No. 5: What to do if your debt is sold to a collections agency

When your debt is sold to a collections agency, you're no longer answering to your credit card company, so what happens next? For starters, your credit rating takes a beating and your unpaid account will show up on your credit report for up to seven years from the date of your last payment.

No. 4: 10 ways to build credit in Canada

It's been a tumultuous year around the world and many readers outside Canada may have looked into how to build a financial history in this country. Newcomers are starting from scratch: they need to familiarize themselves with Canadian credit reports and scoring, open a bank account, and get a secured credit card to establish a credit history.

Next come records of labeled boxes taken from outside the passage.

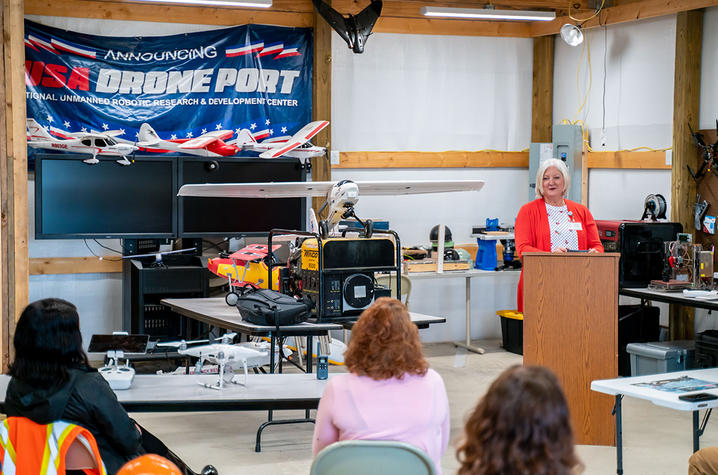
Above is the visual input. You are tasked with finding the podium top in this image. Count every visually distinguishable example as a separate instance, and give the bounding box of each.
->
[521,251,621,258]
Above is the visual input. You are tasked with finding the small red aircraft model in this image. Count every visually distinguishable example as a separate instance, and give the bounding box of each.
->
[207,244,281,306]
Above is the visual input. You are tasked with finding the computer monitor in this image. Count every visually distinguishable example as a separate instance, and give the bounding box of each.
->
[35,154,177,239]
[178,157,307,238]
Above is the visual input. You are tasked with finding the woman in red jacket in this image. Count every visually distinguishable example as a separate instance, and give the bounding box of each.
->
[515,159,603,312]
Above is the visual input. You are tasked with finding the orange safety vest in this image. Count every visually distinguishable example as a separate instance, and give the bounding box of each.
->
[0,417,107,475]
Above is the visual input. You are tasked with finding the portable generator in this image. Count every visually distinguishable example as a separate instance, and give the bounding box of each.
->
[297,236,401,321]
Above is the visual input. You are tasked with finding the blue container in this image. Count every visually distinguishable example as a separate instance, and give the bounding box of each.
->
[475,239,497,270]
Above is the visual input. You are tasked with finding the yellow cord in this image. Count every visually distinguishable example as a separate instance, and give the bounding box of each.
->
[568,0,606,23]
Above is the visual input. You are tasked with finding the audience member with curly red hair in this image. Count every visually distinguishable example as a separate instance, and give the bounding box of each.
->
[312,297,449,473]
[456,365,583,475]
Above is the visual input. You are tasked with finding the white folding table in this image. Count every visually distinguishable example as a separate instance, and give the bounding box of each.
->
[591,368,718,475]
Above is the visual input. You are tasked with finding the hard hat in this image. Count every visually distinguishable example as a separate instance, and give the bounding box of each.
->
[117,454,182,475]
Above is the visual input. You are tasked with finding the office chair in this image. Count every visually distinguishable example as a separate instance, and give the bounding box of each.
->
[310,440,436,475]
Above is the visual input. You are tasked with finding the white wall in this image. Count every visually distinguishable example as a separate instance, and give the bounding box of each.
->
[554,16,676,219]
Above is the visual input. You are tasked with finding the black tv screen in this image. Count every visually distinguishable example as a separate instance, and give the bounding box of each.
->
[35,155,177,239]
[178,157,306,238]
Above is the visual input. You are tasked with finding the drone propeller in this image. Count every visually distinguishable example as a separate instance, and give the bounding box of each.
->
[155,340,209,350]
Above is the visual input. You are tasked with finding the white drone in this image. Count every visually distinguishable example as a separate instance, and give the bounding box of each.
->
[157,333,267,390]
[177,180,484,236]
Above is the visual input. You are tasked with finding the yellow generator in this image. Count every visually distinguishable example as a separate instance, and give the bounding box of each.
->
[299,236,400,321]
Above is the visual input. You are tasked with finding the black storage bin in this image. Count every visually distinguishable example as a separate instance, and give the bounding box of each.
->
[696,330,718,368]
[618,305,661,376]
[496,310,524,355]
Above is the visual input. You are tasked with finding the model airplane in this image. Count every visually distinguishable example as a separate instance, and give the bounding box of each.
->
[137,122,241,157]
[27,119,137,165]
[207,244,281,306]
[177,180,484,236]
[234,120,329,161]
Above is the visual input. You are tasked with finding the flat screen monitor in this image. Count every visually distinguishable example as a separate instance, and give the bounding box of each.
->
[178,157,306,238]
[35,154,177,239]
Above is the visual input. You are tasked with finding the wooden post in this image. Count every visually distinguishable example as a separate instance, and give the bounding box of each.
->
[669,10,703,339]
[0,0,29,371]
[531,35,554,142]
[312,0,332,218]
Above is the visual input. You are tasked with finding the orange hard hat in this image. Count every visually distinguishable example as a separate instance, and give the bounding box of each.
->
[117,454,182,475]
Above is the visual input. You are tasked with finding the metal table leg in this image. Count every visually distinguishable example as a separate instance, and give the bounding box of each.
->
[254,333,314,452]
[454,276,486,355]
[613,394,623,475]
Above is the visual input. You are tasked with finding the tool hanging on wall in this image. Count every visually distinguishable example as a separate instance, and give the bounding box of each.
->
[312,0,382,53]
[693,193,710,231]
[686,119,718,182]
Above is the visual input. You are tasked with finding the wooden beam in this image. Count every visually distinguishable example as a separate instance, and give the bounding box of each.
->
[586,152,671,170]
[332,151,671,170]
[669,10,703,339]
[2,0,29,368]
[531,36,555,142]
[369,16,531,36]
[531,0,718,36]
[25,0,531,37]
[311,1,332,218]
[334,152,529,168]
[0,0,8,373]
[25,0,314,28]
[30,256,122,275]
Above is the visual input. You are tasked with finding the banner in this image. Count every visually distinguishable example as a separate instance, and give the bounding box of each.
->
[25,20,312,158]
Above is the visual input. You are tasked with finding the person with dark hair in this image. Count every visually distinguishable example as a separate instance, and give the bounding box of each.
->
[312,297,449,473]
[456,365,583,475]
[4,298,214,474]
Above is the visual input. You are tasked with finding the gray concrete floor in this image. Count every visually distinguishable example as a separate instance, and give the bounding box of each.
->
[133,341,718,475]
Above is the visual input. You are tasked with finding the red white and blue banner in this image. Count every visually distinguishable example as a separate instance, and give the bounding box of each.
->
[25,20,312,154]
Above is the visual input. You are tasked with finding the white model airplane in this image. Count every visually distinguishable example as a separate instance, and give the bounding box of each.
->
[233,120,329,161]
[26,119,137,165]
[177,180,484,236]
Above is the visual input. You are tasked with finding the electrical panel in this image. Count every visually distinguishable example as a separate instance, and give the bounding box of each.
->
[529,124,583,203]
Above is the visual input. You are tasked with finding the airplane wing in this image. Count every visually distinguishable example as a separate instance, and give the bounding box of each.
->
[229,244,282,261]
[259,120,329,158]
[179,130,234,148]
[177,180,484,198]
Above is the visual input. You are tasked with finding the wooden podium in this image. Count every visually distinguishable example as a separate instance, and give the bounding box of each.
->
[523,252,620,445]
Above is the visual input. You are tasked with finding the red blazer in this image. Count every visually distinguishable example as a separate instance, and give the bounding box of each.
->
[514,198,603,312]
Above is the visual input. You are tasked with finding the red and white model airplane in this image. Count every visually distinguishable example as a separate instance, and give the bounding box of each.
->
[137,122,242,157]
[26,119,137,165]
[207,244,281,306]
[235,120,329,161]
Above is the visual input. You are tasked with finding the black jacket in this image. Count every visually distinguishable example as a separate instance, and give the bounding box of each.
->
[5,368,144,474]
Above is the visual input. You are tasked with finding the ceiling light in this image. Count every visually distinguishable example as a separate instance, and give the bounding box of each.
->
[561,23,583,46]
[129,0,272,8]
[421,7,556,21]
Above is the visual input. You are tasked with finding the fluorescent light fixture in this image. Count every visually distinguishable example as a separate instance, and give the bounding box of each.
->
[421,7,556,21]
[135,0,272,8]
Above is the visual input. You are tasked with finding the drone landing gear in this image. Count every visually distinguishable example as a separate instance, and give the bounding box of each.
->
[197,359,249,391]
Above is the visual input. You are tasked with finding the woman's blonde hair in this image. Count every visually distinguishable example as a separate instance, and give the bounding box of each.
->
[536,158,571,198]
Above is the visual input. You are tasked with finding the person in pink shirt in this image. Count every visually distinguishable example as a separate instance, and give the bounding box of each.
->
[312,297,449,474]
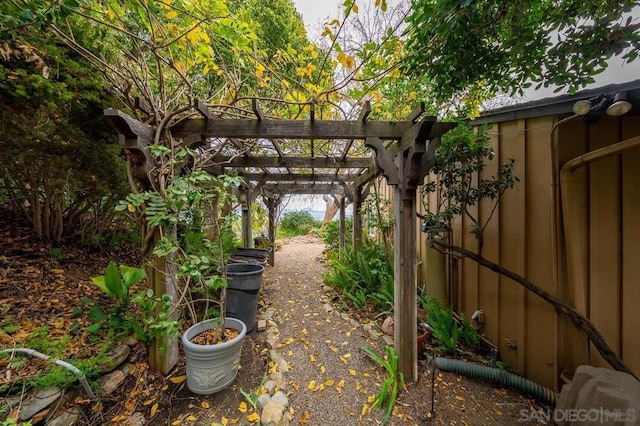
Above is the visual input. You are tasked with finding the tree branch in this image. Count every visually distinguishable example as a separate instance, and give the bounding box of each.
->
[429,239,638,379]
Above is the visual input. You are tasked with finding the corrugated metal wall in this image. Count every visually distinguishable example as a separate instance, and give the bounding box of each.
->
[370,114,640,389]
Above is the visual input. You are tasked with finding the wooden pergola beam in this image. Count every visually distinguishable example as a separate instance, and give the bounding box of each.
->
[238,173,360,183]
[260,183,344,195]
[171,118,413,140]
[209,155,373,169]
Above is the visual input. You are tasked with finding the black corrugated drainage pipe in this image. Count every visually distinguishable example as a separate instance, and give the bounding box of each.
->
[427,357,558,406]
[0,348,96,400]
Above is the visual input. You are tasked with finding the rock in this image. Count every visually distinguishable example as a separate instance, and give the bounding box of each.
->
[271,391,289,408]
[29,408,51,425]
[260,309,276,321]
[47,406,82,426]
[380,317,393,336]
[124,411,147,426]
[264,380,278,393]
[20,388,62,421]
[258,393,271,410]
[554,365,640,425]
[271,371,287,389]
[98,345,131,374]
[260,400,285,426]
[258,320,267,331]
[267,327,280,349]
[100,370,127,396]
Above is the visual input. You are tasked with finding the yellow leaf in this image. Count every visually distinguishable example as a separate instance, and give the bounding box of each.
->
[169,375,187,384]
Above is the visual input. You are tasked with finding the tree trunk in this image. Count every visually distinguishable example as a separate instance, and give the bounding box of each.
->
[430,239,638,379]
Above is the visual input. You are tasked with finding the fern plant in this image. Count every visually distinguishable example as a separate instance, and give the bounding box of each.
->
[362,346,404,424]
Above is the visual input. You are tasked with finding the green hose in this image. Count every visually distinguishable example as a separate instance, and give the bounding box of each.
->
[428,357,558,406]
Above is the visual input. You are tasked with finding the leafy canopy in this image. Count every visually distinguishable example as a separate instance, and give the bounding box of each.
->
[406,0,640,99]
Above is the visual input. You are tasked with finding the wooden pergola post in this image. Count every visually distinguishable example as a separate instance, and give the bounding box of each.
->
[352,185,369,250]
[240,187,253,247]
[265,197,281,266]
[105,110,180,374]
[365,117,453,382]
[340,196,346,250]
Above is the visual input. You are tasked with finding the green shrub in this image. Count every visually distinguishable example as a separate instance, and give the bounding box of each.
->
[323,239,394,311]
[278,211,320,237]
[320,217,353,251]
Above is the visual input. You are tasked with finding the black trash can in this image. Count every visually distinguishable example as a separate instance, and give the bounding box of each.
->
[219,263,264,333]
[229,247,271,265]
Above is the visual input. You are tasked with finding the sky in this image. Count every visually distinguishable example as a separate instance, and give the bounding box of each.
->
[290,0,640,210]
[293,0,343,35]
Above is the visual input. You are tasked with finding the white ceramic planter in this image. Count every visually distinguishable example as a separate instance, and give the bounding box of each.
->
[182,318,247,395]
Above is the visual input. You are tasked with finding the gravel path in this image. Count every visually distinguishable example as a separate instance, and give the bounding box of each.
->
[262,236,383,425]
[258,236,547,426]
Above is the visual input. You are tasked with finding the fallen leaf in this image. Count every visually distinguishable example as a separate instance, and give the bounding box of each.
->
[169,375,187,385]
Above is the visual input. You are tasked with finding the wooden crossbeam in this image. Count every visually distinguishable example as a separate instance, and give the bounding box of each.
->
[251,99,264,121]
[261,183,344,195]
[193,99,213,120]
[239,173,360,182]
[209,155,373,169]
[171,118,413,140]
[340,101,371,160]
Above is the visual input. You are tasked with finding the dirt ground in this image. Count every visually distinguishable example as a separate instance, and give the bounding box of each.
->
[0,211,545,425]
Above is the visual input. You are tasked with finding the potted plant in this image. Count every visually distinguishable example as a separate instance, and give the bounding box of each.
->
[120,151,247,394]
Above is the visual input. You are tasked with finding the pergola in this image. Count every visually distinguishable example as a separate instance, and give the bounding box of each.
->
[105,100,455,381]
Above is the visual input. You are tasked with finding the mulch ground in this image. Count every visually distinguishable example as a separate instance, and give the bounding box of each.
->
[0,211,556,425]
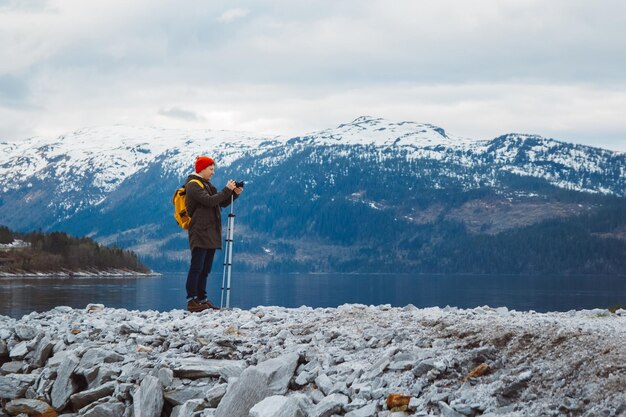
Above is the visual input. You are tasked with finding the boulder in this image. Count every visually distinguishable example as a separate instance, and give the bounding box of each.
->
[257,353,300,395]
[33,336,54,368]
[0,361,26,374]
[345,403,376,417]
[205,384,228,408]
[0,374,36,400]
[309,394,348,417]
[70,382,115,410]
[172,358,246,380]
[439,401,465,417]
[170,399,204,417]
[315,374,333,395]
[250,395,304,417]
[163,385,206,405]
[80,401,126,417]
[5,399,58,417]
[50,354,79,411]
[133,375,163,417]
[215,366,273,417]
[157,368,174,388]
[77,348,124,374]
[9,341,30,359]
[14,324,39,340]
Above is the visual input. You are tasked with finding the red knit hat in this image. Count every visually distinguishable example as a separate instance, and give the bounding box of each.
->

No. 3: How to get a U.S. dollar credit card

Maybe you're shopping online with U.S. retailers, or you often travel across the border. Either way, getting a U.S. dollar credit card helps with paying in U.S. currency and avoiding foreign transaction fees. All five of Canada's major banks offer a U.S. dollar credit card, but there are factors to consider in picking the best card for your needs.

No. 2: Comparing credit card currency conversion costs

This year's shaky Canadian dollar had consumers looking into what to do about currency conversion costs. The majority of Canadian credit cards apply a 2.5 per cent foreign exchange fee, applied after the purchase amount is converted into Canadian dollars. But these fees vary depending on the credit card and bank.

No. 1: Can the statute of limitations erase your debt?

If you're sitting on debt you haven't made a payment on for years, you could have an out, depending on your province's statute of limitations. This law stops creditors from legally suing you over your debts after a certain window of time - across the country, the cutoff ranges from two to six years from your last payment. This was 2016's most-read story, which suggests consumers' curiosity about this potential loophole to deal with untouched debts.